Bref, le phénomène m’intéresse, mais je n’ai pas grand-chose de « scientifique » à me mettre sous la dent et je manque cruellement de temps pour étudier le tout de façon plus approfondie.
De plus, comme vous l’aurez remarqué, l’utilité d’une abréviation est quelque chose de tout à fait subjectif !
Tout langage est un code de communication entre un émetteur (encodeur) et un récepteur (décodeur). Dès lors, il est de la responsabilité de celui qui s’exprime de choisir un langage qui convient au public cible. Par conséquent, le texto est tout à fait approprié dans certains milieux et entre personnes averties.
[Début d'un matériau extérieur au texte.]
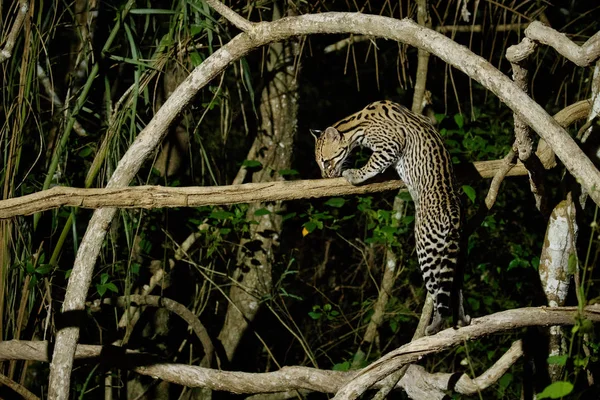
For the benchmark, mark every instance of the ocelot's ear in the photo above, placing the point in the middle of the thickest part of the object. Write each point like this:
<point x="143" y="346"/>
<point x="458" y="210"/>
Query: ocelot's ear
<point x="332" y="134"/>
<point x="316" y="133"/>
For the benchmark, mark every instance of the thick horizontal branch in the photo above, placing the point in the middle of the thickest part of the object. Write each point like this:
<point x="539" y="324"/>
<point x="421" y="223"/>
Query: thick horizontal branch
<point x="160" y="196"/>
<point x="581" y="55"/>
<point x="480" y="327"/>
<point x="290" y="378"/>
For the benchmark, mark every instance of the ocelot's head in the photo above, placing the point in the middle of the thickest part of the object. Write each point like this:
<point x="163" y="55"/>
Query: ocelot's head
<point x="330" y="152"/>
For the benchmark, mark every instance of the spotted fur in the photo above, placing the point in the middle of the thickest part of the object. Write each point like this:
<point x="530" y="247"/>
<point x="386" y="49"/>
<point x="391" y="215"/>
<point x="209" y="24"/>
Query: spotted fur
<point x="400" y="138"/>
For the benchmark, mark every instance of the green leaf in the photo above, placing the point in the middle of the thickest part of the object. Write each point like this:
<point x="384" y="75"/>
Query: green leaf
<point x="336" y="202"/>
<point x="558" y="360"/>
<point x="460" y="120"/>
<point x="470" y="192"/>
<point x="251" y="164"/>
<point x="261" y="211"/>
<point x="556" y="390"/>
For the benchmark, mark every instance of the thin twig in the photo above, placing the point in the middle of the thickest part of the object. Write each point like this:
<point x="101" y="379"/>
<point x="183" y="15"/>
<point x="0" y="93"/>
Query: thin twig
<point x="233" y="17"/>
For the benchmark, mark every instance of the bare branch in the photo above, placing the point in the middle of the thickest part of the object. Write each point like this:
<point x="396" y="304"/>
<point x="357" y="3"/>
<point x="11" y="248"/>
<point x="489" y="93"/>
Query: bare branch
<point x="524" y="137"/>
<point x="260" y="34"/>
<point x="289" y="378"/>
<point x="20" y="389"/>
<point x="499" y="322"/>
<point x="56" y="101"/>
<point x="466" y="385"/>
<point x="174" y="307"/>
<point x="236" y="19"/>
<point x="582" y="56"/>
<point x="6" y="52"/>
<point x="196" y="196"/>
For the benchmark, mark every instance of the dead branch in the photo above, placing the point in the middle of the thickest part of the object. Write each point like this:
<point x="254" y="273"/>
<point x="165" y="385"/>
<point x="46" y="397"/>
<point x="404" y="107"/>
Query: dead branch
<point x="20" y="389"/>
<point x="417" y="382"/>
<point x="524" y="137"/>
<point x="581" y="55"/>
<point x="240" y="22"/>
<point x="56" y="101"/>
<point x="495" y="323"/>
<point x="442" y="29"/>
<point x="262" y="33"/>
<point x="23" y="9"/>
<point x="196" y="196"/>
<point x="174" y="307"/>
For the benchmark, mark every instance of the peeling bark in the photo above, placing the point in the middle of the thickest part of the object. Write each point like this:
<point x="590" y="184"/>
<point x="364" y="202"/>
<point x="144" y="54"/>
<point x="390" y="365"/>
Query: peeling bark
<point x="274" y="147"/>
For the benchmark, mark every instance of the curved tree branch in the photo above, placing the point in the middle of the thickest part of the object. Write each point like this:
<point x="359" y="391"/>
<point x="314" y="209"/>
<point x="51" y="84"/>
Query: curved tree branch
<point x="196" y="196"/>
<point x="260" y="34"/>
<point x="480" y="327"/>
<point x="417" y="382"/>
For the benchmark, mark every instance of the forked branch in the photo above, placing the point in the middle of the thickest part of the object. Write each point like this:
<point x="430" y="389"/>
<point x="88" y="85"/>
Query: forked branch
<point x="258" y="35"/>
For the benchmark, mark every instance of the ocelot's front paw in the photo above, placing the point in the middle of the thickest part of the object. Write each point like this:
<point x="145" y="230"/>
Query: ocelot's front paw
<point x="435" y="326"/>
<point x="352" y="176"/>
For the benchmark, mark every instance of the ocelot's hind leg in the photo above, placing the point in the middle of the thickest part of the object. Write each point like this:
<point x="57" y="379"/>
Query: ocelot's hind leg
<point x="463" y="319"/>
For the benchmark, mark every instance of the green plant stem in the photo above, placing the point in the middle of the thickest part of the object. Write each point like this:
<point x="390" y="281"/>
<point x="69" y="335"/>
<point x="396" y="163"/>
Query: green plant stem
<point x="78" y="106"/>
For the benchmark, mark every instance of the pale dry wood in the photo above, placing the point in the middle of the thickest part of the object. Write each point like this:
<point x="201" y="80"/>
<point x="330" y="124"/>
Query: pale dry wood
<point x="581" y="55"/>
<point x="240" y="22"/>
<point x="262" y="33"/>
<point x="524" y="136"/>
<point x="22" y="10"/>
<point x="289" y="378"/>
<point x="174" y="307"/>
<point x="480" y="327"/>
<point x="19" y="389"/>
<point x="195" y="196"/>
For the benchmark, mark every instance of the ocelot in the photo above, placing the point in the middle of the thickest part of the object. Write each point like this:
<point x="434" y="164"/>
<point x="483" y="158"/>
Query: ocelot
<point x="410" y="143"/>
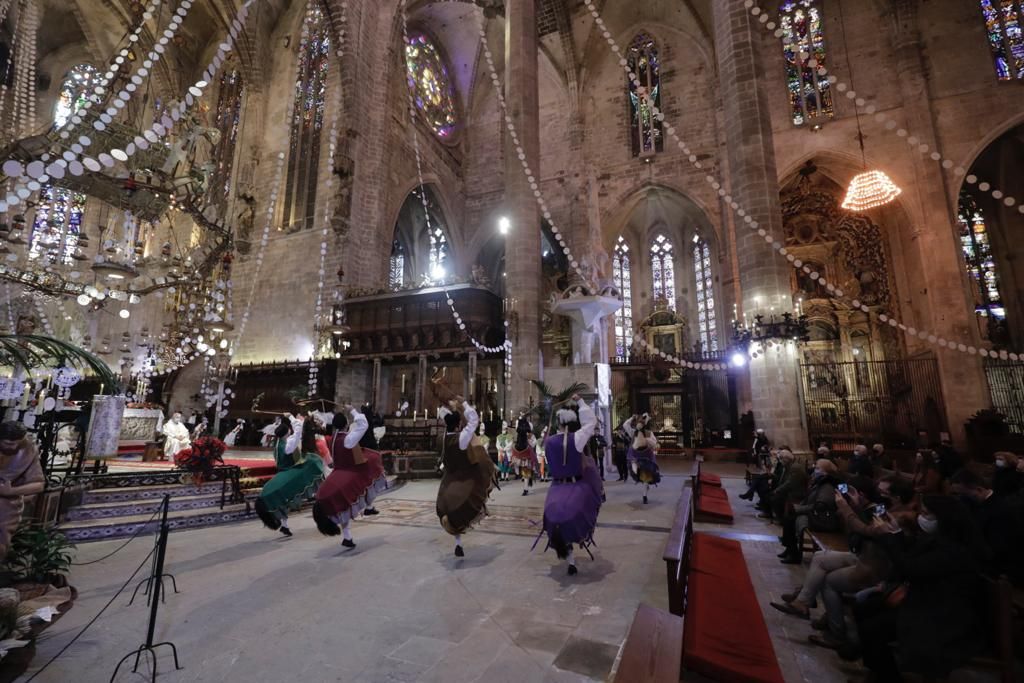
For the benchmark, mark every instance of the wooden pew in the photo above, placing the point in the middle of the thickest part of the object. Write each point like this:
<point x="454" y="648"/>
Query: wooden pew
<point x="653" y="649"/>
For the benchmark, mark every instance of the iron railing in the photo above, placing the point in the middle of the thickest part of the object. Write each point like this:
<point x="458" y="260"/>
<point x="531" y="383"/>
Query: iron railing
<point x="897" y="402"/>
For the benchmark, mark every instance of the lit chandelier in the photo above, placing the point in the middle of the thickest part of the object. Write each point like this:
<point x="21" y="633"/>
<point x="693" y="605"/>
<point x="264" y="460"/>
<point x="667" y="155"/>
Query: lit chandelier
<point x="868" y="189"/>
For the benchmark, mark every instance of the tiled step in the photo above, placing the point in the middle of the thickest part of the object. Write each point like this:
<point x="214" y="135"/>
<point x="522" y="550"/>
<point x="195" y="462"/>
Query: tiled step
<point x="141" y="507"/>
<point x="148" y="493"/>
<point x="118" y="527"/>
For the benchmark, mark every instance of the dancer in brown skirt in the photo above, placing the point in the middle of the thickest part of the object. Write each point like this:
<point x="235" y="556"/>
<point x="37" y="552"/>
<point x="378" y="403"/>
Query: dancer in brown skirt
<point x="468" y="473"/>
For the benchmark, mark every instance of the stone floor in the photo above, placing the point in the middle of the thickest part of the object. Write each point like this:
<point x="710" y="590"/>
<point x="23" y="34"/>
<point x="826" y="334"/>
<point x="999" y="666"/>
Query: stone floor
<point x="400" y="607"/>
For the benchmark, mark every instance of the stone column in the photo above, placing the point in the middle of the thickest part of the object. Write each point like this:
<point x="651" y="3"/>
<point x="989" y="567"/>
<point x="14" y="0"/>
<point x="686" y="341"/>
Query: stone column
<point x="421" y="383"/>
<point x="947" y="309"/>
<point x="523" y="245"/>
<point x="471" y="377"/>
<point x="753" y="180"/>
<point x="375" y="387"/>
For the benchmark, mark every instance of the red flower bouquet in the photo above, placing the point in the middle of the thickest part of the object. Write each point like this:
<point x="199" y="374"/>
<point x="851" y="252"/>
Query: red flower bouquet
<point x="205" y="454"/>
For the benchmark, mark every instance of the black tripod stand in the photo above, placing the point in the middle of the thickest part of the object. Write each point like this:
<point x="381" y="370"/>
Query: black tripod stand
<point x="156" y="585"/>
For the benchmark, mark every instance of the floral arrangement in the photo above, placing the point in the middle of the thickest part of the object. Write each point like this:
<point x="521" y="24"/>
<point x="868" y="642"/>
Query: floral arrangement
<point x="200" y="459"/>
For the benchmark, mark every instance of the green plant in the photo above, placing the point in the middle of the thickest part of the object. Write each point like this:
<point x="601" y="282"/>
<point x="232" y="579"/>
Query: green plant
<point x="38" y="554"/>
<point x="551" y="399"/>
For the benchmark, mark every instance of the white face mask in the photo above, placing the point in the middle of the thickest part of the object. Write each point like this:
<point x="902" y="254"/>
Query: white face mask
<point x="928" y="525"/>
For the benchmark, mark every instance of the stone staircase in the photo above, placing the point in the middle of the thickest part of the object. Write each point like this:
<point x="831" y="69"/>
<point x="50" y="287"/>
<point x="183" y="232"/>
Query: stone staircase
<point x="116" y="506"/>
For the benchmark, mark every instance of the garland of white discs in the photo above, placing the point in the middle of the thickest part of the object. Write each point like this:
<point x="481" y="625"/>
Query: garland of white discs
<point x="769" y="239"/>
<point x="328" y="208"/>
<point x="507" y="345"/>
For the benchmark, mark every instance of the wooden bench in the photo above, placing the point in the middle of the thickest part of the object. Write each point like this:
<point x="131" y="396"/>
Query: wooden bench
<point x="653" y="649"/>
<point x="711" y="503"/>
<point x="724" y="633"/>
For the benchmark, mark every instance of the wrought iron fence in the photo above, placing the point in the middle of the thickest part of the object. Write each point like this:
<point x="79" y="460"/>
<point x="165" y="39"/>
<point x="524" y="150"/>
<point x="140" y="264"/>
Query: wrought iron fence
<point x="897" y="402"/>
<point x="1006" y="386"/>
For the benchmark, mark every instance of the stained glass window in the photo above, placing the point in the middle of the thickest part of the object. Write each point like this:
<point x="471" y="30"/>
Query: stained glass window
<point x="396" y="269"/>
<point x="803" y="40"/>
<point x="980" y="262"/>
<point x="75" y="91"/>
<point x="56" y="225"/>
<point x="623" y="280"/>
<point x="428" y="79"/>
<point x="645" y="129"/>
<point x="707" y="315"/>
<point x="663" y="267"/>
<point x="307" y="119"/>
<point x="226" y="121"/>
<point x="1003" y="22"/>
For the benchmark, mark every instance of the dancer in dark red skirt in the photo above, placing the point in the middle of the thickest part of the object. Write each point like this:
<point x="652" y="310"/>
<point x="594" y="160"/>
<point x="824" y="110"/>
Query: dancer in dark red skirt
<point x="574" y="498"/>
<point x="357" y="478"/>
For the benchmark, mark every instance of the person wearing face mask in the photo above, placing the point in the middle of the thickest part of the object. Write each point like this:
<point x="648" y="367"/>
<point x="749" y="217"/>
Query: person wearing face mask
<point x="175" y="436"/>
<point x="790" y="484"/>
<point x="937" y="627"/>
<point x="928" y="478"/>
<point x="20" y="475"/>
<point x="816" y="511"/>
<point x="1007" y="479"/>
<point x="1000" y="520"/>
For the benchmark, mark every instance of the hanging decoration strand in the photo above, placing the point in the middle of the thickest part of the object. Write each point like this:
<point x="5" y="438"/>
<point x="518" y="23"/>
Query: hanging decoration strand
<point x="729" y="201"/>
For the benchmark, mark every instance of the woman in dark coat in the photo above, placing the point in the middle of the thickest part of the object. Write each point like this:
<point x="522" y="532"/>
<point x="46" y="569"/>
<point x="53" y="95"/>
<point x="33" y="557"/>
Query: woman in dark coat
<point x="938" y="626"/>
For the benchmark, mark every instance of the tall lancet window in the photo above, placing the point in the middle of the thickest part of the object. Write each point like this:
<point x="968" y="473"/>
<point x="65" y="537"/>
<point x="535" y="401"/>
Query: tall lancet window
<point x="977" y="249"/>
<point x="624" y="283"/>
<point x="307" y="119"/>
<point x="75" y="91"/>
<point x="663" y="268"/>
<point x="56" y="226"/>
<point x="707" y="315"/>
<point x="645" y="129"/>
<point x="1003" y="22"/>
<point x="396" y="268"/>
<point x="228" y="117"/>
<point x="803" y="40"/>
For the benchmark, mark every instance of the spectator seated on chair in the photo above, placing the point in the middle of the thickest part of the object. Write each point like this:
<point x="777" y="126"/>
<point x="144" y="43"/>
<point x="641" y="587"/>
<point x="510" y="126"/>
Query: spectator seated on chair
<point x="860" y="464"/>
<point x="1008" y="479"/>
<point x="1000" y="521"/>
<point x="791" y="486"/>
<point x="928" y="478"/>
<point x="817" y="511"/>
<point x="936" y="623"/>
<point x="834" y="573"/>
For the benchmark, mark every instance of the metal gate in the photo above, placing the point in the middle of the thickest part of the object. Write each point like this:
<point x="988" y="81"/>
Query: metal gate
<point x="1006" y="386"/>
<point x="897" y="402"/>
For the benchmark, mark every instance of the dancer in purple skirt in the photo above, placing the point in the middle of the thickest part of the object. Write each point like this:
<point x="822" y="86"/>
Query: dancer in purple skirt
<point x="641" y="456"/>
<point x="574" y="498"/>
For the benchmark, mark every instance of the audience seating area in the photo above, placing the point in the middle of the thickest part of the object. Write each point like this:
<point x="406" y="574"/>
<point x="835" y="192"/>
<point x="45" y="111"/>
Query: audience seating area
<point x="711" y="500"/>
<point x="710" y="593"/>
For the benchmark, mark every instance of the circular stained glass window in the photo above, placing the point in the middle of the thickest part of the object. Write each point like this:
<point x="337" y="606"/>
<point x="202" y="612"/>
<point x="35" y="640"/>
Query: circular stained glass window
<point x="429" y="82"/>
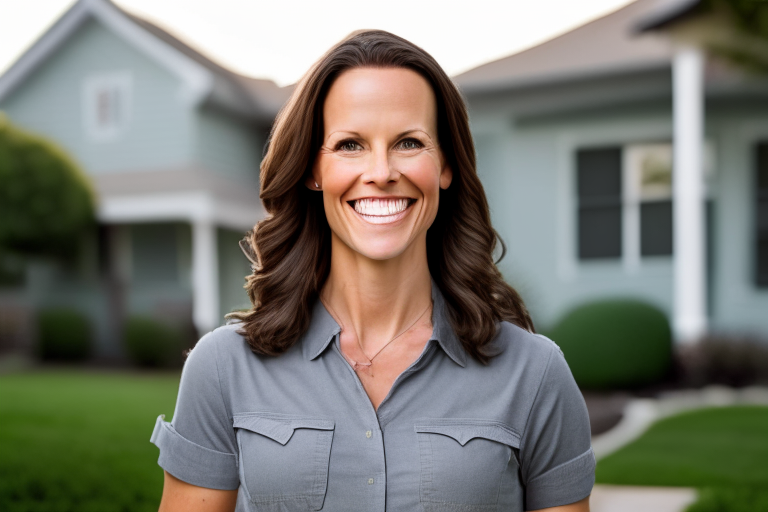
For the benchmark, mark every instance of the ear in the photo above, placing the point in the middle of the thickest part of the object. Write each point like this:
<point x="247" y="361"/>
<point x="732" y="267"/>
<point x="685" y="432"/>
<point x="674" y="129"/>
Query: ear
<point x="446" y="176"/>
<point x="312" y="179"/>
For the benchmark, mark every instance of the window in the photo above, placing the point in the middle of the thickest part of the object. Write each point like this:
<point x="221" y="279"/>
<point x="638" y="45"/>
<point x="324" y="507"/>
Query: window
<point x="761" y="215"/>
<point x="599" y="187"/>
<point x="624" y="201"/>
<point x="155" y="253"/>
<point x="107" y="105"/>
<point x="650" y="172"/>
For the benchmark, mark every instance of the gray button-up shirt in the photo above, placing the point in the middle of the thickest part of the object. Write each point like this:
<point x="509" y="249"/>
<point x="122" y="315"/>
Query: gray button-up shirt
<point x="298" y="432"/>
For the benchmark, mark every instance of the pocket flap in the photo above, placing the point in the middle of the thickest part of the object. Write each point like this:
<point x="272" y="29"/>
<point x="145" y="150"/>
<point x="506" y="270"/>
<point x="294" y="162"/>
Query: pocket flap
<point x="278" y="427"/>
<point x="464" y="430"/>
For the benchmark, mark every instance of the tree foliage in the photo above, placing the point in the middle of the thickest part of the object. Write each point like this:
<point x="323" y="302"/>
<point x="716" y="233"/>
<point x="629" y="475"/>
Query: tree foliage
<point x="46" y="201"/>
<point x="747" y="45"/>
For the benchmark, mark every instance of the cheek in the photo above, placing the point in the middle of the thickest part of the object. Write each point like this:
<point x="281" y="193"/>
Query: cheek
<point x="423" y="172"/>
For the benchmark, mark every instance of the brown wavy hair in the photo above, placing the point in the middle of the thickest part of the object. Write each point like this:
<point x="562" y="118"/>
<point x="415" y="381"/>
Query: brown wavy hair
<point x="290" y="250"/>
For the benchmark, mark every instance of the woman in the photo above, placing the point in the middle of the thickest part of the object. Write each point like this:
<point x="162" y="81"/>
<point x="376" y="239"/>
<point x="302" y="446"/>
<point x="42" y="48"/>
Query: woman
<point x="385" y="363"/>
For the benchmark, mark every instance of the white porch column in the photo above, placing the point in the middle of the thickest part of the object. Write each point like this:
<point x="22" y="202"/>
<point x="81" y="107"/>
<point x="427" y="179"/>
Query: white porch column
<point x="690" y="319"/>
<point x="205" y="276"/>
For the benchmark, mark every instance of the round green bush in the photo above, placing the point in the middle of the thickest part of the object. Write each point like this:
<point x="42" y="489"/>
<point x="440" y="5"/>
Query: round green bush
<point x="151" y="343"/>
<point x="63" y="335"/>
<point x="620" y="343"/>
<point x="46" y="200"/>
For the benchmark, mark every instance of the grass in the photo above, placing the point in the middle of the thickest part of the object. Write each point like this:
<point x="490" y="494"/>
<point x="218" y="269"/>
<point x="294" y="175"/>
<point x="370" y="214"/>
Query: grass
<point x="79" y="441"/>
<point x="715" y="447"/>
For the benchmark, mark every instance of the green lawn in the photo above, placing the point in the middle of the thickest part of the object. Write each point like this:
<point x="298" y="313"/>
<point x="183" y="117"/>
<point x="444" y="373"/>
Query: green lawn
<point x="714" y="447"/>
<point x="79" y="441"/>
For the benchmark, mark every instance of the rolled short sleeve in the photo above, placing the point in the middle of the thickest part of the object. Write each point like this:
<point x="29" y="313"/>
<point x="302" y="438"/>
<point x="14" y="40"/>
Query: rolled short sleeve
<point x="557" y="462"/>
<point x="199" y="446"/>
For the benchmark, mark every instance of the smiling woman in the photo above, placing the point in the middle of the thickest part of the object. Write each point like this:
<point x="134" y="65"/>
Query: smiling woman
<point x="385" y="362"/>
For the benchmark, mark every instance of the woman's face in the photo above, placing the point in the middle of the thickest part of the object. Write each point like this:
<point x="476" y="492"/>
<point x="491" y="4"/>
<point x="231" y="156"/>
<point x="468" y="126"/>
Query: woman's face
<point x="380" y="168"/>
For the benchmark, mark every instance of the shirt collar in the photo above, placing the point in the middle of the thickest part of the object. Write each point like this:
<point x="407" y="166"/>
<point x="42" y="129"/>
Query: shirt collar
<point x="323" y="328"/>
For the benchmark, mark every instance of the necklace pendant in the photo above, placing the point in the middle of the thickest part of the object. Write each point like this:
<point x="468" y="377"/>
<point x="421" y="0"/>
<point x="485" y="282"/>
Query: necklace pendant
<point x="356" y="365"/>
<point x="360" y="366"/>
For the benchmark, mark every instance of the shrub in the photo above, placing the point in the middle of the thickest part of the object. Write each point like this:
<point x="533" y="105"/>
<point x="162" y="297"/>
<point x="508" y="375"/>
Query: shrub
<point x="151" y="343"/>
<point x="46" y="200"/>
<point x="615" y="344"/>
<point x="63" y="335"/>
<point x="727" y="360"/>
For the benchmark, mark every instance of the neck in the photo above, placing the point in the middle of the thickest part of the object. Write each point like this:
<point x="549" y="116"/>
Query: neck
<point x="377" y="299"/>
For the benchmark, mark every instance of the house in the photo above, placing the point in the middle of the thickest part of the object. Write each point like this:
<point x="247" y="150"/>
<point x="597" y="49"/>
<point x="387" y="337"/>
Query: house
<point x="172" y="142"/>
<point x="575" y="147"/>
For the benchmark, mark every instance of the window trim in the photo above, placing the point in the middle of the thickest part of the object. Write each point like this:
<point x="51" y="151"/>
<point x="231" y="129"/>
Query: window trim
<point x="121" y="81"/>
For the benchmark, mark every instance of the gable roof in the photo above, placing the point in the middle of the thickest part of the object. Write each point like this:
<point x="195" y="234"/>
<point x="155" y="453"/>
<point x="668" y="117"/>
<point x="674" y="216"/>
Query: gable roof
<point x="207" y="81"/>
<point x="607" y="45"/>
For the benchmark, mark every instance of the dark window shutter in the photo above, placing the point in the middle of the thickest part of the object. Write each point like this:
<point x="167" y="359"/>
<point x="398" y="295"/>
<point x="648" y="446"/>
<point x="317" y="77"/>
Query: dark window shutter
<point x="599" y="198"/>
<point x="155" y="253"/>
<point x="656" y="228"/>
<point x="761" y="216"/>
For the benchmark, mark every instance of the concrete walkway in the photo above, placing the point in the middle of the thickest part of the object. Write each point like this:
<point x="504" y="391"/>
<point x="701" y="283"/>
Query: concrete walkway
<point x="639" y="415"/>
<point x="620" y="498"/>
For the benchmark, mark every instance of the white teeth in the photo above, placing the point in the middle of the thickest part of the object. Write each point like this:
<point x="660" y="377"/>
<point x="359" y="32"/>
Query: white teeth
<point x="380" y="207"/>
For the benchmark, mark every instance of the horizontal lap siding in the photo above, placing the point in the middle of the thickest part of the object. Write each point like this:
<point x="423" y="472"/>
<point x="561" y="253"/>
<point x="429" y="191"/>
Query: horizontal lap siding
<point x="159" y="133"/>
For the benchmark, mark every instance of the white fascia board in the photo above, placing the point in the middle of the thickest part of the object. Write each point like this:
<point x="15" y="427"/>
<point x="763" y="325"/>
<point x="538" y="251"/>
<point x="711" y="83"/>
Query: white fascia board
<point x="198" y="79"/>
<point x="177" y="206"/>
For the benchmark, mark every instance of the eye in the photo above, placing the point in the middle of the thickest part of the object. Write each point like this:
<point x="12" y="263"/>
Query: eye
<point x="348" y="146"/>
<point x="410" y="144"/>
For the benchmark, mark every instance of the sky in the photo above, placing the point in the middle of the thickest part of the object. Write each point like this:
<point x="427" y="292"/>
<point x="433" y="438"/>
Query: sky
<point x="280" y="39"/>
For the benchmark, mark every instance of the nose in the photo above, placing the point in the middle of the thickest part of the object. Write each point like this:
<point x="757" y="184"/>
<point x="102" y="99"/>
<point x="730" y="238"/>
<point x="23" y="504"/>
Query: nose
<point x="380" y="169"/>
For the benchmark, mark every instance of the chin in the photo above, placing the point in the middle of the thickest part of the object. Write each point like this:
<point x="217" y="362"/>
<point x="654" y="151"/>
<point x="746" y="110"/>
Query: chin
<point x="380" y="250"/>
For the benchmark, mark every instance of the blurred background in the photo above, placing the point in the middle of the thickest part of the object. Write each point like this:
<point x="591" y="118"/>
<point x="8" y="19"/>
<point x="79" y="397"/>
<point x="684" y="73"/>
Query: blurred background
<point x="623" y="146"/>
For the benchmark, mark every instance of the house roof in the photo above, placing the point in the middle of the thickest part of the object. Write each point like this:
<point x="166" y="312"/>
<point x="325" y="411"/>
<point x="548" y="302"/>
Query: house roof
<point x="608" y="45"/>
<point x="266" y="95"/>
<point x="210" y="82"/>
<point x="669" y="14"/>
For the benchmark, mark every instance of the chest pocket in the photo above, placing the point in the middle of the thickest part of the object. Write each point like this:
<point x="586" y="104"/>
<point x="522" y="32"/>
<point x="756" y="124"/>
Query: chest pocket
<point x="284" y="460"/>
<point x="467" y="464"/>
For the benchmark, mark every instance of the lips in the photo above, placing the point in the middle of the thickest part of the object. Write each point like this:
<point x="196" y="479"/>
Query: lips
<point x="381" y="210"/>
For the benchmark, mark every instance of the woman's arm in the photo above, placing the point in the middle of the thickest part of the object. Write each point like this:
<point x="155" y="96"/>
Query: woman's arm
<point x="179" y="496"/>
<point x="579" y="506"/>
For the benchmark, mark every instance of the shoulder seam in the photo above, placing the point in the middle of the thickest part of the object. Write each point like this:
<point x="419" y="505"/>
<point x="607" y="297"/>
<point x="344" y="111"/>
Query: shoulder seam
<point x="535" y="398"/>
<point x="218" y="379"/>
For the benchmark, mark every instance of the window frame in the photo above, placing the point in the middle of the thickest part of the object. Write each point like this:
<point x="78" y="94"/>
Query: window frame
<point x="120" y="82"/>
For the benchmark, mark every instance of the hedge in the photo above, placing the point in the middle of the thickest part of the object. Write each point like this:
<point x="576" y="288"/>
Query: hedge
<point x="619" y="343"/>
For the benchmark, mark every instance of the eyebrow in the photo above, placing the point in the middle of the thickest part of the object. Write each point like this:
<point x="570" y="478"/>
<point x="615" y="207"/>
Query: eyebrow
<point x="399" y="135"/>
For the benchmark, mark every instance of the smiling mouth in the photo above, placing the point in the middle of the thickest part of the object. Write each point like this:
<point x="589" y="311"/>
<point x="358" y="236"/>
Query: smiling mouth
<point x="381" y="211"/>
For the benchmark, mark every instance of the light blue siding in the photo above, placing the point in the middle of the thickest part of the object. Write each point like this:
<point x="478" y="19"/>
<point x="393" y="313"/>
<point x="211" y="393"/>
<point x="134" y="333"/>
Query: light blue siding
<point x="50" y="101"/>
<point x="528" y="168"/>
<point x="228" y="146"/>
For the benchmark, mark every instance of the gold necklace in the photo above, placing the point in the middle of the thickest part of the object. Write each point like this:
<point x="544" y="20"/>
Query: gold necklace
<point x="356" y="365"/>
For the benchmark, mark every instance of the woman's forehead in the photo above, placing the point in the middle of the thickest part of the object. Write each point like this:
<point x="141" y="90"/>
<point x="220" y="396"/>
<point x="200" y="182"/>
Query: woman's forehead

Quand quelqu’un, par exemple, a recours au texto dans un blogue étranger où tous les intervenants s’expriment dans un français conventionnel, je suis d’avis qu’il a enfreint les règles de communication, voire les conventions sociales.
Je n’irais pas jusqu’à dire, Sylvain, que les abréviations utiles, comme « pk [...] ne nuisent pas à la lecture. » Sans doute es-tu plus familier avec ce genre d’abréviation que le commun des usagers. En ce qui me concerne, malgré le fait que je sois très branché sur les TIC, cela me demande un effort de déduction considérable. Ce qui me rassure, cependant, c’est que même un habitué du clavardage comme toi puisse encore être choqué de certaines abréviations.
Ici encore, les nouvelles technologies offrent une solution. Il suffirait que quelqu’un publie un lexique des abréviations de texto, lequel on pourrait ensuite intégrer à des outils de conversion automatique comme Textpander.